Pour garantir la santé et les droits de tous, il est essentiel de reconnaître les défis auxquels sont confrontés les personnes en matière de menstruation et d’intégrer la santé menstruelle dans l’éducation, les programmes de distribution de produits, les services et les interventions de plaidoyer. Nous sommes fiers de travailler en partenariat avec des organisations engagées sur cette importante question de santé et de droits, et leur rendons hommage à l’occasion de la Journée mondiale de l’hygiène menstruelle.

Des organisations communautaires en Côte d’Ivoire s’occupent de la santé menstruelle

EngenderHealth est fière de travailler en partenariat avec plusieurs organisations communautaires en Côte d’Ivoire, qui soutiennent la santé menstruelle de plusieurs manières notables.

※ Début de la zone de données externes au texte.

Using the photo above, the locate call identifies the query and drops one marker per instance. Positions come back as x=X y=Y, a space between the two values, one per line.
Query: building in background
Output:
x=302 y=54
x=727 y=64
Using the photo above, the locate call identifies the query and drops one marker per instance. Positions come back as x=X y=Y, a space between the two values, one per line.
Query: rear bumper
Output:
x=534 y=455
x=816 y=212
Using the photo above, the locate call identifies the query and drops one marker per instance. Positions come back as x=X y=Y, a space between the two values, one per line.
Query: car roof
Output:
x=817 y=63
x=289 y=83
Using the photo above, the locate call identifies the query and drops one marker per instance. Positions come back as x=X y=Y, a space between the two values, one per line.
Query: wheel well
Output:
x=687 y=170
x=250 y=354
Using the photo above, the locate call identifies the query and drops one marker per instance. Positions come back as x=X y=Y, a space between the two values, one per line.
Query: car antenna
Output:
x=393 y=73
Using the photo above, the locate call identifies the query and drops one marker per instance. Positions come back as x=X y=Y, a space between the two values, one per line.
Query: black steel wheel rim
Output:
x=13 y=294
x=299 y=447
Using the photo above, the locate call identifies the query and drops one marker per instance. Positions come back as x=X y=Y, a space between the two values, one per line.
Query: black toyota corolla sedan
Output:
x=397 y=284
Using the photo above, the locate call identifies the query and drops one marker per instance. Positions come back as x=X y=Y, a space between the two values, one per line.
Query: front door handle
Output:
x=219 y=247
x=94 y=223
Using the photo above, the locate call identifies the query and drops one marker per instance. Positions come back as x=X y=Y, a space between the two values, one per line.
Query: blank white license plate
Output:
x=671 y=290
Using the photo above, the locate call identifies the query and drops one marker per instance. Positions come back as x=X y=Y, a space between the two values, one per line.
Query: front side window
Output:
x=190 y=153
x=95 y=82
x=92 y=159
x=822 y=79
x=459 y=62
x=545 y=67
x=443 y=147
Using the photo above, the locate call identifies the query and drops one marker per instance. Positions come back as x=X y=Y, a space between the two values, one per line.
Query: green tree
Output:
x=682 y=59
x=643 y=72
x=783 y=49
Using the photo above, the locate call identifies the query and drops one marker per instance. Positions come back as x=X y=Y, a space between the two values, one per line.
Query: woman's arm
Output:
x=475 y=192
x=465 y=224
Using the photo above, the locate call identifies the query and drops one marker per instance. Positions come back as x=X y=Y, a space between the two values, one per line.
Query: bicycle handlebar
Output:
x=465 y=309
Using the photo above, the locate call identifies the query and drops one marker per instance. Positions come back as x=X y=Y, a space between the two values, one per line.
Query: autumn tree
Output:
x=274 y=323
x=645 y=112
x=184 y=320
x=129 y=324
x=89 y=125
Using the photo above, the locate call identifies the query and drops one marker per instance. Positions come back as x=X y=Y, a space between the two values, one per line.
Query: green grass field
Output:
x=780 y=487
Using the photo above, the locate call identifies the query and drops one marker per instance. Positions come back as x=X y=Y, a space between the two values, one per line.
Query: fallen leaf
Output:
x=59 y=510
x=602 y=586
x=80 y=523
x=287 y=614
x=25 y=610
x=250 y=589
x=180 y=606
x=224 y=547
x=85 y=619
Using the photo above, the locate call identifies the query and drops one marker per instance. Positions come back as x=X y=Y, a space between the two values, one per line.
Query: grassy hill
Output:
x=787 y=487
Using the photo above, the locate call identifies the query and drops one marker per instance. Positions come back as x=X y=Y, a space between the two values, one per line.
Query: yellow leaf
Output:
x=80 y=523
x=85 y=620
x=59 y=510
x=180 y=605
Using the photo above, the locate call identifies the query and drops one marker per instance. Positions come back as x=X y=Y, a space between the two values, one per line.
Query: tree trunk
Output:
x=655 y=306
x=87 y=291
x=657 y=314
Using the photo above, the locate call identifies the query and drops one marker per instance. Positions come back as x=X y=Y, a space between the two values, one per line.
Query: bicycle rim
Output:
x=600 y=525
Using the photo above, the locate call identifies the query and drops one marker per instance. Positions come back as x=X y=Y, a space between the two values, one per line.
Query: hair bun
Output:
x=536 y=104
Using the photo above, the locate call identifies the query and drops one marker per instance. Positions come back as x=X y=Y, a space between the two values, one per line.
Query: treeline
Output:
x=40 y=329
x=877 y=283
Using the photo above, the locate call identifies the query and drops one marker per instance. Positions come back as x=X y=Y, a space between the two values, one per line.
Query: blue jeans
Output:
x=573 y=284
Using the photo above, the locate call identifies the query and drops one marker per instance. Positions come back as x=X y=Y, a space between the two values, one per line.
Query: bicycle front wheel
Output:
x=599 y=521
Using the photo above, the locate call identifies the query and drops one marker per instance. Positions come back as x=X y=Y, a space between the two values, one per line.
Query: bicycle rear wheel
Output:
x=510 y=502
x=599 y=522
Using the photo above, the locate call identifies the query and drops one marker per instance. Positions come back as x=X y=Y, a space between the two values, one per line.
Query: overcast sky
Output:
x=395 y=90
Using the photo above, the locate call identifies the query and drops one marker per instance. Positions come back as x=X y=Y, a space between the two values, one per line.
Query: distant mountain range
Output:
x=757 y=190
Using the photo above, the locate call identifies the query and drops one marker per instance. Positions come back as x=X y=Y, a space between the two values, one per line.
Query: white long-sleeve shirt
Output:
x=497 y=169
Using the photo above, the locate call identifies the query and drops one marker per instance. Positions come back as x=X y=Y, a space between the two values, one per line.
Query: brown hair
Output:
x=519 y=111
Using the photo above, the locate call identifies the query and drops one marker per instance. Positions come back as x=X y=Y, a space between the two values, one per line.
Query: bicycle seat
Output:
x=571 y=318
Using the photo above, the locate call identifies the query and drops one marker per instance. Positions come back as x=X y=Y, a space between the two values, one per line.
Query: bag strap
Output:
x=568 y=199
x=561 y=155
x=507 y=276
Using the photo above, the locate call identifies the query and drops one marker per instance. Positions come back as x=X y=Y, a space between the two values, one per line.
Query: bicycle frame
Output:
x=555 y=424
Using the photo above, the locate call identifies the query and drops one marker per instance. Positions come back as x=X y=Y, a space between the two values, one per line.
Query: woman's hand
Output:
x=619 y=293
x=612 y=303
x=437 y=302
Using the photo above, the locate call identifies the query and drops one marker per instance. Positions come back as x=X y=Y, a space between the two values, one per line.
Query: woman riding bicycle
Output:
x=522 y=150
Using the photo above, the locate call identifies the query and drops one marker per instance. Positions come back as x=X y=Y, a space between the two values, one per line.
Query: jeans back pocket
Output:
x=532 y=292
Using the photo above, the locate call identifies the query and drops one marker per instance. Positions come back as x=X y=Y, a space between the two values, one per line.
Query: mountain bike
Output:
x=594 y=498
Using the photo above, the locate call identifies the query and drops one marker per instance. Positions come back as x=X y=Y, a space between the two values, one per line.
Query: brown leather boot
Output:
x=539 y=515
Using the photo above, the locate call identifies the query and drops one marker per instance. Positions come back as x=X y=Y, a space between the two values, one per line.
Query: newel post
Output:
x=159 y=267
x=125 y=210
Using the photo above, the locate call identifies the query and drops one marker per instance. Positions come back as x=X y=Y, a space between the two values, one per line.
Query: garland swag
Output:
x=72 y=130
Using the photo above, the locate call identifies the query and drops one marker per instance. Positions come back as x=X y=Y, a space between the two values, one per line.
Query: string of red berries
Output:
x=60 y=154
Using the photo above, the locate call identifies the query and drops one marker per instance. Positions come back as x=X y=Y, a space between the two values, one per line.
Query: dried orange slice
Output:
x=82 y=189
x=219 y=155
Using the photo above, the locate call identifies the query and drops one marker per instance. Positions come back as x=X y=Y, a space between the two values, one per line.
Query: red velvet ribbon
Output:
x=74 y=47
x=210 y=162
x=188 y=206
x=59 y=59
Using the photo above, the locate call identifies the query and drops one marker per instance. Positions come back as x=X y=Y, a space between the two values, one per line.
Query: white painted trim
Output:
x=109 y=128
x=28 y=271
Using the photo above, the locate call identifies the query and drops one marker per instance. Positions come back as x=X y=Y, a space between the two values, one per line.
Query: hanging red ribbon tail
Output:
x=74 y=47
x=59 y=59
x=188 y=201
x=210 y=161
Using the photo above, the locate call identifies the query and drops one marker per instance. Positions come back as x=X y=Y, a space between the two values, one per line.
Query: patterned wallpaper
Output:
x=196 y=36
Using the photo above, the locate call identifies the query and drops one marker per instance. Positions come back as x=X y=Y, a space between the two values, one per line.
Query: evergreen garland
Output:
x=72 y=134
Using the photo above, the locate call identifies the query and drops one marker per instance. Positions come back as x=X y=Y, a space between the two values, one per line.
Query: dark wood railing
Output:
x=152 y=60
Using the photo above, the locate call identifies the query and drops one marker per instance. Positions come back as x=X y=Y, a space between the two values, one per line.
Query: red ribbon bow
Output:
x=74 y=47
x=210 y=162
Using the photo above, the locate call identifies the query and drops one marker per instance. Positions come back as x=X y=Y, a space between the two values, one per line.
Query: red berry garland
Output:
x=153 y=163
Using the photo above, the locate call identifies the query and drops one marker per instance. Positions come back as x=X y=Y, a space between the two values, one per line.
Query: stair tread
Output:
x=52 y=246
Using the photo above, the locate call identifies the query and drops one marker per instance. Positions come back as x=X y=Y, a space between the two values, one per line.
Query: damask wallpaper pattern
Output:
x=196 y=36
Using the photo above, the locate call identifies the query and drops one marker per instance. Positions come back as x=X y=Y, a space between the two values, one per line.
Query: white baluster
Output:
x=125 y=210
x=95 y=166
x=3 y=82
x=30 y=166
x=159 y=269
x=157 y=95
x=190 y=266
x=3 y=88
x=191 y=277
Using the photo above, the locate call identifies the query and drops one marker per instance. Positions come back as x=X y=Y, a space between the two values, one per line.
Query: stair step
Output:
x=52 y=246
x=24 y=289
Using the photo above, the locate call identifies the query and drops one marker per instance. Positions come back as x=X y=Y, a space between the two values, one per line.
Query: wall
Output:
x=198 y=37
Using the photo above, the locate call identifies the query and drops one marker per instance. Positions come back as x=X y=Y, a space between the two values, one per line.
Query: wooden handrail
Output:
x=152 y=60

  • Le Collectif des Activistes contre les Violences Basées sur le Genre a publié des recommandations politiques visant à réduire les absences scolaires dues aux menstruations. Au nombre de ces recommandations se trouvent l’éducation à l’hygiène menstruelle dans les écoles, l’amélioration de l’accès aux produits d’hygiène menstruelle, l’implication des chefs religieux dans les campagnes de sensibilisation et l’intégration de conseils sur l’hygiène menstruelle dans les soins prodigués aux victimes de violences basées sur le genre.
  • Le Mouvement Femme & Paroles organise “La Menstru’Elle”, une semaine dédiée à la sensibilisation sur la santé menstruelle. Ils organisent des panels, des tables rondes et des ateliers, et distribuent des produits d’hygiène menstruelle aux jeunes filles, dans la poursuite de leur objectif d’autonomisation des jeunes filles ivoiriennes.
  • Arc en Ciel du Bonheur met en avant les droits de l’homme et l’éducation, y compris le droit à la santé reproductive pour les femmes et les jeunes filles. L’un de leurs plus grands projets, Mes Menstrues & Moi, vise à accroître la capacité des filles à rester à l’école, à améliorer l’hygiène menstruelle et à normaliser et déstigmatiser la santé menstruelle en milieu scolaire. Ils ont lancé plusieurs campagnes visant à briser les tabous liés aux menstruations et au corps de la femme, afin d’aider les parents à assumer leur rôle pendant la puberté de leurs enfants et de mettre en lumière l’importance d’une bonne hygiène.
  • Jeunesse Féminine Active, qui vise à réduire les inégalités entre les sexes et à promouvoir l’accès à l’éducation pour tous, a transmis des connaissances essentielles sur la GHM à plus de 24 000 filles et 4 500 femmes dans plus de 57 communautés en Côte d’Ivoire au cours des huit dernières années.
  • Actuelles a créé plus d’une douzaine de “banques de serviettes” dans les lycées et collèges et intervient également dans les prisons, en fournissant des produits d’hygiène menstruelle aux femmes de la Maison d’arrêt et de correction d’Abidjan.
  • L’organisation Soutien aux Mères et aux Enfants en Détresse de Côte d’Ivoire (SMED-CI) distribue des produits d’hygiène menstruelle et sensibilise les femmes incarcérées sur la menstruation, leur apportant ainsi un soutien dont elles ne bénéficient pas souvent.